Unfortunately, it's not that simple. One of the most notable studies, conducted in Brazil at the same institute that developed the NOVA classification, analyzed the diets of over 118,000 individuals from the UK Biobank. These were people aged 40 to 69 whose health status was monitored for several years.
The results? Those who consumed more ultra-processed plant-based food had:
- 5% higher risk of cardiovascular diseases
- 13% higher risk of premature death
And one more thing: reducing the intake of this food by just 10% and replacing it with fresh or minimally processed plant-based food reduced the risk of heart diseases by 7% and mortality by 13%.
This is not a coincidence.

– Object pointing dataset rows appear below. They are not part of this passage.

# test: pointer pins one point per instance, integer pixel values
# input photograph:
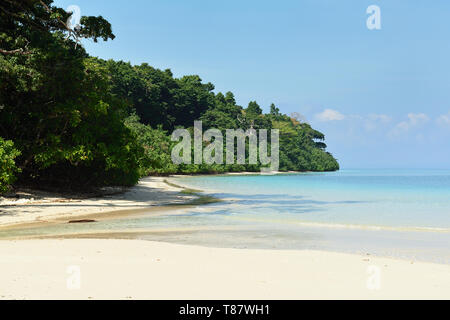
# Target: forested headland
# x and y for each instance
(69, 120)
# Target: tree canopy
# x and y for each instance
(68, 119)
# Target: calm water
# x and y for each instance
(399, 213)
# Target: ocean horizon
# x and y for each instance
(395, 213)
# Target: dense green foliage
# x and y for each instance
(84, 122)
(8, 167)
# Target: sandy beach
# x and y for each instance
(134, 269)
(39, 207)
(129, 269)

Among the most problematic ingredients are:
- artificial sweeteners (which can affect metabolism and insulin resistance),
- emulsifiers (substances that maintain food texture but can irritate the intestines),
- preservatives and industrial toxins, which trigger oxidative stress - a condition where there are more harmful molecules (free radicals) in the body than our body can neutralize, leading to long-term damage to tissues and veins.
Researcher Fernanda Rauber, who led the Brazilian study, stated that even plant-based diets are not safe if we do not pay attention to the level of processing - as this is what causes the most harm.
Example: vegan burger or baked potato?
Let's take, for example, a vegan burger that you can find in almost every store today. It has a vegan certificate, nice packaging, maybe even a bio label. But when you look at the ingredients: soy isolate, methylcellulose (a substance also used in masonry adhesives), potassium acetate (preservative), smoke flavor (artificially enhanced taste), beet dye, and another 12 additives.
A baked potato with garlic, a little olive oil, and herbs has only 4 ingredients - and none of them would be found in an industrial factory. Which of these two meals will be easier for your body to digest?
And what about fast food?
Fast food and unhealthy food are not necessarily the same. Fast food simply means it is quickly prepared - it could also be a salad with nuts, baked falafel with tahini, or a sandwich with avocado on rye bread. It all depends on the ingredients. If you avoid ultra-processed additives, even fast food can become healthy food. The key is knowing what you are eating.
Are plant-based meat substitutes really such a problem?
Here, too, the picture is a bit more complex. In the aforementioned study, it was found that plant-based meat substitutes - such as burgers, sausages, etc. - represent less than 0.5% of all consumed ultra-processed plant-based products. The biggest problem is actually bakery products - bread, pastries, cakes, salty and sweet snacks. These accounted for more than 50% in the study.
So, it's not just about that artificial sausage. The bigger problem is the daily bread from the store, a croissant for a snack, and a "fit" bar eaten after exercise.
How can we help ourselves as before?
In traditional practice, the rule applies: Eat what grows and what you can prepare at home. And looking back - our grandparents didn't know burgers made from pea protein, yet they still lived to 90 years without statins, sugar medications, and monthly specialist visits. Why? Because their food grew in the garden, not in a factory.
If you want to eat healthier, try:
- Fruits and vegetables from the local environment.
- Old varieties of grains and legumes (runner beans, buckwheat, millet).
- Fermenting vegetables at home (fermented foods restore the gut).
- Prepare meals yourself - especially bread, soups, salads, spreads.
- And of course: as little food with 25 ingredients in packaging as possible.
In the end, it's not about whether you eat meat or not, but about how processed your food is. If you want to reduce the risk of heart diseases, diabetes, high blood pressure, and premature death, then look beyond labels like vegan or fit. Because even if something doesn't contain meat, milk, or eggs, it doesn't mean it's free of issues.
Instead of blindly relying on trendy labels, let's trust nature, our bodies, and the wisdom of our ancestors. They didn't have bio certificates, yet they knew what it meant to eat well.